Writer-director Kenneth Lonergan's remarkably perceptive "You Can Count On Me" is a sensitive, intimate, enormously touching drama that explores the intricate bond between two adult siblings, orphaned as children when their parents were killed in a car accident. Laura Linney gives an astonishing performance as a single mother whose stable small-town life spirals out of control when her brother-drifter, splendidly played by Mark Ruffalo, suddenly reappears.

Writer-director Kenneth Lonergan’s remarkably perceptive “You Can Count On Me” is a sensitive, intimate, enormously touching drama that explores the intricate bond between two adult siblings, orphaned as children when their parents were killed in a car accident. Laura Linney gives an astonishing performance, her most fully realized to date, as a single mother whose stable small-town life spirals out of control when her brother-drifter, splendidly played by Mark Ruffalo, suddenly reappears. Superbly mounted film was a co-winner of this year’s Sundance grand jury prize and recipient of the Waldo Salt Screenwriting Award. Strong critical support and aggressive marketing strategy should help this small-scale pic go beyond the specialized indie audience.

Not much in playwright Lonergan’s former credits, among them co-scripting the Mafia comedy hit “Analyze This,” serves as preparation for the nuanced narrative, infused with compassion and humor, and impressive helming of his new movie. Writer-helmer examines one of the least explored issues in American films: the complex relationship between a sister and a brother.Lonergan’s yarn boasts the structure of a classic narrative, in which a charismatic and irresponsible drifter appears out of nowhere, creating chaos and altering the seemingly quiet and balanced lives of all those he encounters. Ruffalo’s part brings to mind the outsiders played by Marlon Brando, Burt Lancaster and William Holden in ’50s and ’60s mellers, except — and it’s a big exception — that most of those films unfold as romantic dramas, with the outsider igniting the latent passions of frustrated women in dormant milieus.

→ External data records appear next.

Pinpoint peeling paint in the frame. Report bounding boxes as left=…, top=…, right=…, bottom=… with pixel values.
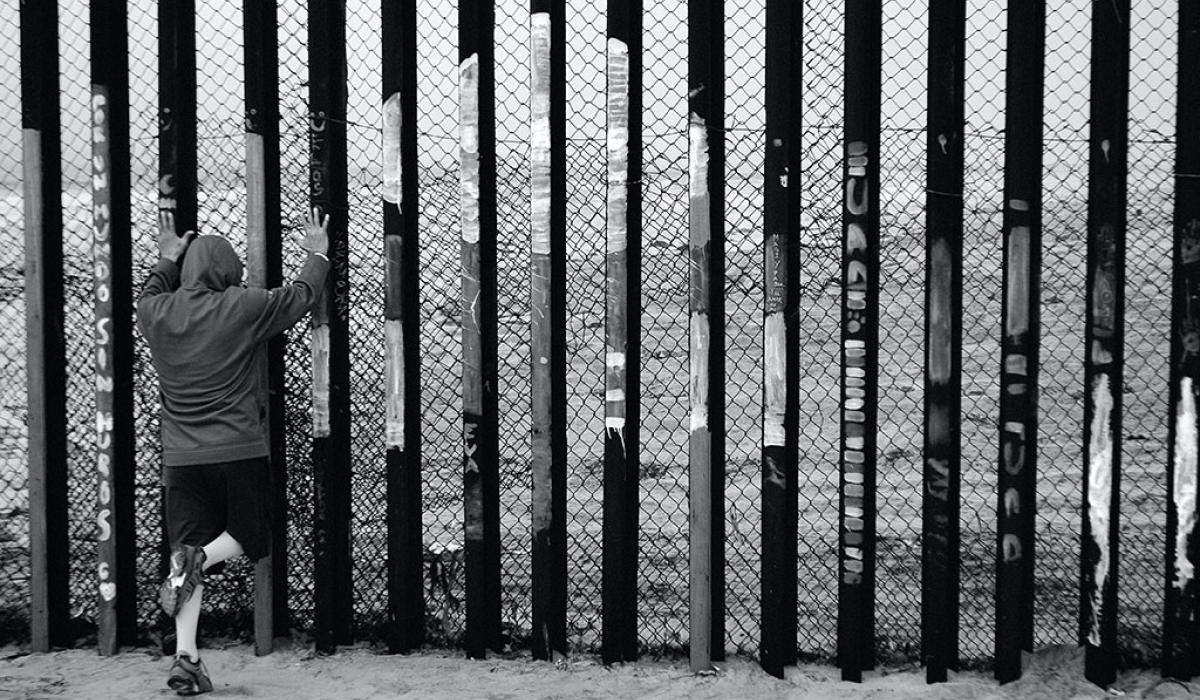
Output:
left=383, top=319, right=404, bottom=449
left=762, top=311, right=787, bottom=447
left=1087, top=373, right=1112, bottom=646
left=529, top=12, right=550, bottom=256
left=606, top=37, right=629, bottom=255
left=690, top=313, right=709, bottom=432
left=1004, top=226, right=1030, bottom=337
left=312, top=324, right=329, bottom=437
left=688, top=112, right=708, bottom=205
left=458, top=54, right=479, bottom=243
left=383, top=92, right=402, bottom=207
left=926, top=238, right=953, bottom=384
left=1171, top=377, right=1200, bottom=591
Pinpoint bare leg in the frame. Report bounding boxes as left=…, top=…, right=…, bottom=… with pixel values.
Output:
left=204, top=532, right=242, bottom=569
left=175, top=586, right=204, bottom=660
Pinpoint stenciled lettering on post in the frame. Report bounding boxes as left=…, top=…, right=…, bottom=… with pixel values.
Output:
left=841, top=140, right=869, bottom=585
left=91, top=85, right=116, bottom=603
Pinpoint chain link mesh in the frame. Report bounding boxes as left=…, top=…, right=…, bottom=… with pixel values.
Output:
left=0, top=0, right=1176, bottom=665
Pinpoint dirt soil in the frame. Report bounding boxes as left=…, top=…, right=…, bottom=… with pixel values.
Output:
left=0, top=645, right=1200, bottom=700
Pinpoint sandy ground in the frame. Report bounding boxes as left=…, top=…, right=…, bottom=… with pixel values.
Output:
left=0, top=645, right=1200, bottom=700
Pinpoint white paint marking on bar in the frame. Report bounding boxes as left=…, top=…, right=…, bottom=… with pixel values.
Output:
left=458, top=54, right=479, bottom=244
left=762, top=311, right=787, bottom=447
left=1087, top=373, right=1112, bottom=646
left=1171, top=377, right=1198, bottom=591
left=383, top=92, right=402, bottom=207
left=312, top=324, right=329, bottom=437
left=383, top=318, right=404, bottom=449
left=529, top=12, right=551, bottom=256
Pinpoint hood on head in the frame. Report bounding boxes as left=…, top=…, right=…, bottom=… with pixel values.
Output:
left=180, top=234, right=242, bottom=292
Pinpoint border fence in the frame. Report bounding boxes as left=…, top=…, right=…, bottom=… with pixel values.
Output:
left=0, top=0, right=1200, bottom=684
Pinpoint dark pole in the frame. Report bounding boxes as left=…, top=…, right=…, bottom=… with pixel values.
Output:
left=1163, top=2, right=1200, bottom=680
left=242, top=0, right=288, bottom=654
left=529, top=0, right=566, bottom=659
left=758, top=0, right=804, bottom=677
left=920, top=0, right=966, bottom=683
left=688, top=0, right=725, bottom=672
left=20, top=2, right=68, bottom=652
left=1080, top=0, right=1129, bottom=686
left=995, top=0, right=1045, bottom=683
left=458, top=0, right=503, bottom=658
left=90, top=0, right=136, bottom=656
left=308, top=0, right=354, bottom=652
left=382, top=0, right=425, bottom=652
left=838, top=0, right=881, bottom=682
left=600, top=0, right=642, bottom=664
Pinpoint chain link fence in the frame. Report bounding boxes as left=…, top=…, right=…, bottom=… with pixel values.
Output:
left=0, top=0, right=1176, bottom=665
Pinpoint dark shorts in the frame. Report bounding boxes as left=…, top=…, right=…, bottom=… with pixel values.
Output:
left=163, top=457, right=271, bottom=560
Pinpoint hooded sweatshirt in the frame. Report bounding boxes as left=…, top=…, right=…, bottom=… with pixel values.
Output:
left=138, top=235, right=329, bottom=467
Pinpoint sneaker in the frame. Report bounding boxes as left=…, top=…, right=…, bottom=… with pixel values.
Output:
left=158, top=544, right=204, bottom=617
left=167, top=654, right=212, bottom=695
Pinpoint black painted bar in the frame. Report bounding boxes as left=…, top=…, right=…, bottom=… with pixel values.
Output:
left=600, top=0, right=642, bottom=664
left=380, top=0, right=425, bottom=652
left=458, top=0, right=503, bottom=658
left=1163, top=2, right=1200, bottom=681
left=529, top=0, right=566, bottom=659
left=758, top=0, right=804, bottom=677
left=1080, top=0, right=1129, bottom=686
left=920, top=0, right=966, bottom=683
left=242, top=0, right=288, bottom=656
left=20, top=2, right=73, bottom=652
left=995, top=0, right=1045, bottom=683
left=838, top=0, right=881, bottom=682
left=688, top=0, right=725, bottom=672
left=308, top=0, right=354, bottom=653
left=92, top=0, right=137, bottom=656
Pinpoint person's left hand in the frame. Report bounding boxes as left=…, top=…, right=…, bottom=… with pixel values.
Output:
left=158, top=210, right=196, bottom=263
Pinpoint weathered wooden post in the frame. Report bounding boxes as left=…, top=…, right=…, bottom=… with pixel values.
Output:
left=600, top=0, right=642, bottom=664
left=93, top=0, right=137, bottom=656
left=458, top=0, right=503, bottom=658
left=529, top=0, right=566, bottom=659
left=1163, top=2, right=1200, bottom=680
left=242, top=0, right=288, bottom=656
left=20, top=2, right=69, bottom=652
left=308, top=0, right=354, bottom=652
left=838, top=0, right=881, bottom=682
left=380, top=0, right=425, bottom=652
left=920, top=0, right=966, bottom=683
left=758, top=0, right=804, bottom=677
left=1080, top=0, right=1129, bottom=686
left=688, top=0, right=725, bottom=671
left=995, top=0, right=1045, bottom=683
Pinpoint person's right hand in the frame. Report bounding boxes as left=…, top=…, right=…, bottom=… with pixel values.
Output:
left=296, top=207, right=329, bottom=257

Borrowing some of these familiar threads, Lonergan begins his tale with the unexpected arrival of Terry (Ruffalo) in Scottsville, a beautiful, out-of-the-way town in upstate New York. A brilliantly written scene set in a restaurant brings to the surface the tensions between siblings who have remained close despite diametrically opposed personalities and vastly different lifestyles.

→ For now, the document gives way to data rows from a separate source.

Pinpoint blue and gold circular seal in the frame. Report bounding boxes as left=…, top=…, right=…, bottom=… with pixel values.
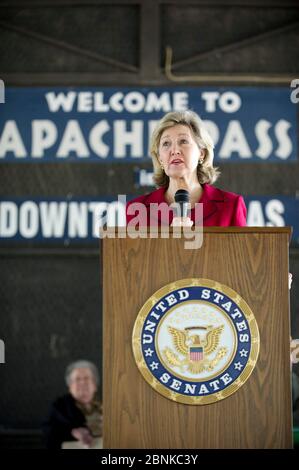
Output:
left=132, top=278, right=259, bottom=405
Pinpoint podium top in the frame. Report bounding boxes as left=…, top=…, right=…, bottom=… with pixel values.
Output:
left=100, top=226, right=293, bottom=238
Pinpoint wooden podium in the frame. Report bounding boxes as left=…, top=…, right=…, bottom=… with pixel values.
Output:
left=102, top=227, right=292, bottom=449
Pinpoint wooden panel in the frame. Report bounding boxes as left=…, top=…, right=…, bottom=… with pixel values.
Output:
left=103, top=229, right=292, bottom=449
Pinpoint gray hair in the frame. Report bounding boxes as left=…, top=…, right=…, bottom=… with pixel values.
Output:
left=150, top=110, right=220, bottom=188
left=64, top=360, right=99, bottom=386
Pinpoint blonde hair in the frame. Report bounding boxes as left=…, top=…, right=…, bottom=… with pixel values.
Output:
left=150, top=111, right=220, bottom=188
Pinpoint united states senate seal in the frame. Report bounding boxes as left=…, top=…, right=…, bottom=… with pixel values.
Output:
left=132, top=278, right=259, bottom=405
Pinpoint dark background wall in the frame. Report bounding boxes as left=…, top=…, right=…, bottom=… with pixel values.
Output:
left=0, top=0, right=299, bottom=445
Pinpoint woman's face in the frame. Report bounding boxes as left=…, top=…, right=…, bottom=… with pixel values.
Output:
left=69, top=367, right=97, bottom=405
left=159, top=124, right=204, bottom=178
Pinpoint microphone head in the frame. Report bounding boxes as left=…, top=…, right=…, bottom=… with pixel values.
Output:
left=174, top=189, right=190, bottom=217
left=174, top=189, right=190, bottom=204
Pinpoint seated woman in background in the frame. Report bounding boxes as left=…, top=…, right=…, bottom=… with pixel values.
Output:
left=126, top=111, right=246, bottom=226
left=44, top=361, right=102, bottom=449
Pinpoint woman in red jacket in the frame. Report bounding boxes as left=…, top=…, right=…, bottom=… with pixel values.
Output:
left=126, top=111, right=246, bottom=226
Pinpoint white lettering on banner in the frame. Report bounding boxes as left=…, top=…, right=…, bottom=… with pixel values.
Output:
left=32, top=119, right=57, bottom=158
left=0, top=201, right=18, bottom=238
left=45, top=91, right=189, bottom=113
left=201, top=91, right=242, bottom=113
left=0, top=119, right=293, bottom=160
left=57, top=119, right=90, bottom=158
left=0, top=199, right=292, bottom=241
left=0, top=201, right=126, bottom=239
left=39, top=201, right=68, bottom=238
left=0, top=121, right=27, bottom=158
left=219, top=121, right=252, bottom=158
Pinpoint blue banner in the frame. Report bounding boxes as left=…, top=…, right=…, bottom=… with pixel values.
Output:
left=0, top=196, right=299, bottom=244
left=0, top=87, right=298, bottom=163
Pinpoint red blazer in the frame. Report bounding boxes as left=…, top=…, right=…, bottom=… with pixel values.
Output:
left=126, top=184, right=246, bottom=227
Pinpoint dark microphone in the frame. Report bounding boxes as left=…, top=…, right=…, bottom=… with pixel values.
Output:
left=174, top=189, right=190, bottom=217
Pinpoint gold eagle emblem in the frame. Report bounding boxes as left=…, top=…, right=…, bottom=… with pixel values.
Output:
left=163, top=325, right=227, bottom=374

Sammy’s (Linney) existence is conditioned by all the securities and limitations of small-town life, here defined by the chores of being a single mom and by the spiritual guidance provided by the church. Married and divorced at a young age, she’s an overprotective mother to her 8-year-old son, Rudy (Rory Culkin). Sammy conceals from her son any info about his absentee father, but the curious, susceptible boy stubbornly harbors romantic notions about him. Her emotional involvement with Bob (Jon Tenney), a goodhearted but not terribly exciting man, only partially fulfills her needs as a woman.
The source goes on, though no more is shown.